Introduction
During development and debugging, Flask applications are typically run directly using app.run(). However, the built-in WSGI server in Flask is not known for high performance. For production environments, gunicorn is commonly used. For legacy projects that don’t require high performance and rely heavily on in-process shared variables, using gunicorn might affect inter-request communication, so you may consider using gevent directly.
Before Docker became popular, Flask applications in production were typically deployed using virtualenv + gunicorn + supervisor. After Docker gained widespread adoption, the deployment approach shifted to gunicorn + Docker. Without container orchestration services, a reverse proxy like nginx is typically placed in front of the backend services. When using Kubernetes, services are typically exposed via Service + Ingress (or Istio, etc.).
Running Methods
Flask Built-in WSGI Server
This is the typical way to run Flask during development.
# main.py
from flask import Flask
from time import sleep
app = Flask(__name__)
@app.get("/test")
def get_test():
sleep(0.1)
return "ok"
if __name__ == "__main__":
app.run(host="0.0.0.0", port=10000)
Run it with:
python main.py
gevent
To run Flask with gevent, you need to install gevent first:
python -m pip install -U gevent
The code requires slight modifications.
Note that monkey.patch_all() must be placed at the very beginning of the entry file for the monkey patch to take effect.
# main.py
from gevent import monkey
monkey.patch_all()
import time
from flask import Flask
from gevent.pywsgi import WSGIServer
app = Flask(__name__)
@app.get("/test")
def get_test():
time.sleep(0.1)
return "ok"
if __name__ == "__main__":
server = WSGIServer(("0.0.0.0", 10000), app)
server.serve_forever()
Run it with:
python main.py
gunicorn + gevent
If an existing project heavily relies on in-process memory-based shared variables, abruptly switching to gunicorn’s multi-worker mode may cause data access inconsistency issues.
Dependencies need to be installed first as well.
python -m pip install -U gunicorn gevent
Unlike using gevent alone, this approach doesn’t require code modifications—gunicorn automatically injects gevent’s monkey patch.

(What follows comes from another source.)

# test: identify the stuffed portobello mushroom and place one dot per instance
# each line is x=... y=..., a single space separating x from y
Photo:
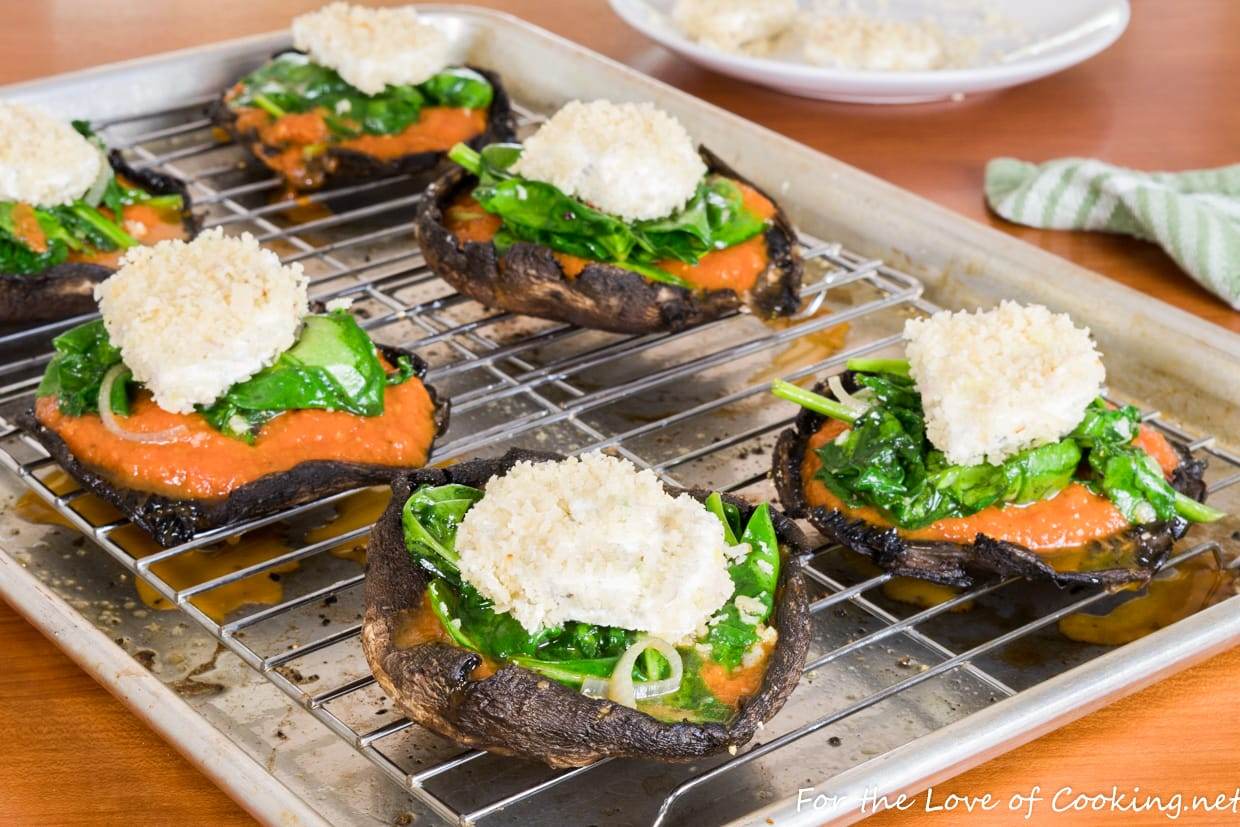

gunicorn allows configuring startup parameters via command line, but I personally prefer configuring them in gunicorn’s configuration file. This allows for dynamic configuration and custom log format modifications.
Here’s a sample gunicorn.conf.py configuration:
# Gunicorn configuration file
from pathlib import Path
from multiprocessing import cpu_count
import gunicorn.glogging
from datetime import datetime
class CustomLogger(gunicorn.glogging.Logger):
def atoms(self, resp, req, environ, request_time):
"""
Override atoms method to customize log placeholders
"""
# Get all default placeholder data
atoms = super().atoms(resp, req, environ, request_time)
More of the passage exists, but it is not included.